Letícia Avansini - Nuticionista

O perigo dos ultraprocessados

Um grupo de alimentos se sobressai aos outros como fator de preocupação em relação aos malefícios causados à saúde quando ingerido com frequência: o dos ultraprocessados. De acordo com a definição do Guia Alimentar para a População Brasileira, do Ministério da Saúde, atualizado em 2016, eles são formulações industriais feitas tipicamente com cinco ou mais ingredientes. São pobres nutricionalmente, mas ricos em calorias, açúcar, gorduras, sal e aditivos químicos, têm sabor realçado e um longo prazo de validade. Alguns exemplos de ultraprocessados são biscoitos, sorvetes, bolos, cereais matinais, macarrão instantâneo, refrigerantes, iogurtes, molhos prontos, pães de forma e produtos prontos para consumo (massas, pizzas, hambúrgueres, nuggets e salsichas). Danilo dá uma dica para reconhecê-los: se no rótulo, o alimento tiver muitos ingredientes, possivelmente é ultraprocessado. “O problema desse grupo alimentar é que, além de não nutrir, não sacia direito a sua fome, então você come mais. É claro que de vez em quando nós podemos comer este tipo de alimento. Geralmente é mais barato e prático. Mas não pode ser a base da alimentação”, explica. 

“O ideal é buscar incluir no dia a dia uma maior diversidade de grupos alimentares. Algumas doenças crônicas estão diretamente relacionadas aos nossos hábitos alimentares”

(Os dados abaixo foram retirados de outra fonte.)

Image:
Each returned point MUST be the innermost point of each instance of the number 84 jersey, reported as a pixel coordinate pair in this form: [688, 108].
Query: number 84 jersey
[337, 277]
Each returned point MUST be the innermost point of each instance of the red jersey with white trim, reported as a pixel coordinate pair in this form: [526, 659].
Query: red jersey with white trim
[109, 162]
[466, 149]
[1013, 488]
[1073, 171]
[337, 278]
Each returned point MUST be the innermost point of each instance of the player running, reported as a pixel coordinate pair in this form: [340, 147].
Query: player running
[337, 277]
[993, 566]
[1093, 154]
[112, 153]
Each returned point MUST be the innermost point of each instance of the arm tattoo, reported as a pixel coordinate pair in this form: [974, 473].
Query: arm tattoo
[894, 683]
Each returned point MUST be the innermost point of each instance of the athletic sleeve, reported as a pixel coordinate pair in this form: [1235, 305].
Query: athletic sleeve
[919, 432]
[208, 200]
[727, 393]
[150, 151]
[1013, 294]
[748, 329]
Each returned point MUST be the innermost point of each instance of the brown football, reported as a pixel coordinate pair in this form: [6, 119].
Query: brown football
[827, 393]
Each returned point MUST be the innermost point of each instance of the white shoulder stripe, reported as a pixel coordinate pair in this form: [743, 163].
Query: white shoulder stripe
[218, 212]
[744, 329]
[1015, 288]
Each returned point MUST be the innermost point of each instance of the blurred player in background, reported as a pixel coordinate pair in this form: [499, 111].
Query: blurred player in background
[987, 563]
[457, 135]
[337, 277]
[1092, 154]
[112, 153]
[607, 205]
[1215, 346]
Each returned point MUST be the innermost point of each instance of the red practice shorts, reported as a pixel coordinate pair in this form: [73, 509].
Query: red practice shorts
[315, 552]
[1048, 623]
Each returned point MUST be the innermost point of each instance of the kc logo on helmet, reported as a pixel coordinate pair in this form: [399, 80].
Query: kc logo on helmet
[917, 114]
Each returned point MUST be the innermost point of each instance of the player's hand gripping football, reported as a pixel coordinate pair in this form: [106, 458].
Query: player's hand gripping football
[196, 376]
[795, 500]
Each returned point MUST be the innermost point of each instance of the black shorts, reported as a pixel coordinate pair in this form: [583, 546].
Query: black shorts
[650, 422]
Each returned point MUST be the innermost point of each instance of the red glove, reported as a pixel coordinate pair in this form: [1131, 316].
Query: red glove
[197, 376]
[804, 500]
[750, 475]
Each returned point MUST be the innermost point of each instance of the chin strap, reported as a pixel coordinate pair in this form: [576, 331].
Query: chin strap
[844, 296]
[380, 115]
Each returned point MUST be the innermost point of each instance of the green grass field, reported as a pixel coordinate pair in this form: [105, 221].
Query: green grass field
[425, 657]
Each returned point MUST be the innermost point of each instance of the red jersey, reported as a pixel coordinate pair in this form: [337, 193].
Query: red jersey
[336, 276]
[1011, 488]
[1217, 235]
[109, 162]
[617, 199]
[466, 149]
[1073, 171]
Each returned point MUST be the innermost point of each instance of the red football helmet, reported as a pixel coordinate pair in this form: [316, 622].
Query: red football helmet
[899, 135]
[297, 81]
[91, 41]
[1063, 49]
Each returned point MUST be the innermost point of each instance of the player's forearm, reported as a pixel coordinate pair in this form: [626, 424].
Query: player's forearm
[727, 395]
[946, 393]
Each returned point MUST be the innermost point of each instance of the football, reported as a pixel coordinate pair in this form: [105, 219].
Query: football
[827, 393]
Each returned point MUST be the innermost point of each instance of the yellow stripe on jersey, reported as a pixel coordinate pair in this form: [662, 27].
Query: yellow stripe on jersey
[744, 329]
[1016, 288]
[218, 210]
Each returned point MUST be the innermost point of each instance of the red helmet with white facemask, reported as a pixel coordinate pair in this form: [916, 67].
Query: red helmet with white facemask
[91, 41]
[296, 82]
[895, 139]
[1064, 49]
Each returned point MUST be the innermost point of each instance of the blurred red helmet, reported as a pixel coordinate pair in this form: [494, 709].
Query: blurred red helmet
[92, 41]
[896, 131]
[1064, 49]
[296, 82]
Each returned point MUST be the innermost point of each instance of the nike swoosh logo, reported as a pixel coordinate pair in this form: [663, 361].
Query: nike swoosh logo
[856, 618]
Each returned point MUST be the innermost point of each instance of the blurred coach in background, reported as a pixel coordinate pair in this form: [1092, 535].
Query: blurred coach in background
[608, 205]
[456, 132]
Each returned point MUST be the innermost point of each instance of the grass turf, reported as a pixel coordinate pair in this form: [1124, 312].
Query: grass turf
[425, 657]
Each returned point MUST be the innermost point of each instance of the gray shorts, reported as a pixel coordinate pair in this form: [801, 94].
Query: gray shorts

Danilo Villagellin - Endocrinologista

Como se proteger de males ligados a má alimentação?

Não existe uma fórmula mágica. A única saída para evitar problemas relacionados a má alimentação é manter a ingestão de comida saudável. “Ela deve ser adaptada à nossa rotina para que seja algo prazeroso, fazendo parte dos hábitos de vida. Devemos consumir o mínimo possível de alimentos industrializados, ultraprocessados ou fritos, sempre preferindo uma variedade de frutas, verduras e legumes, assim como alimentos integrais”, elenca Letícia. O ideal, explica o endocrinologista, é buscar ao máximo incluir no dia a dia uma maior diversidade de grupos alimentares.

ALIMENTAÇÃO E A ENXAQUECA 

Os quadros de enxaqueca podem variar bastante de pessoa para pessoa. Porém, a alimentação pode contribuir para a piora das dores, de acordo com a nutricionista Letícia Avansini. “Alguns alimentos apresentam propriedades vasoativas e neuro inflamatórias, que estão relacionadas com as crises de dores”. A profissional sugere que o paciente faça um diário relatando todos os alimentos consumidos ao longo do dia, para que seja possível identificar o provável fator de piora na enxaqueca. Para o acompanhamento do caso, é indispensável a consulta com nutricionista e um médico. 

Alimentos que geralmente pioram a enxaqueca: 

Aqueles que contêm adoçantes ou conservantes, bebidas alcoólicas, bebidas ricas em cafeína (café, chá verde, chá mate e chá preto), alimentos com glutamato monossódico, chocolate, alimentos embutidos e alimentos que contenham glúten ou lactose.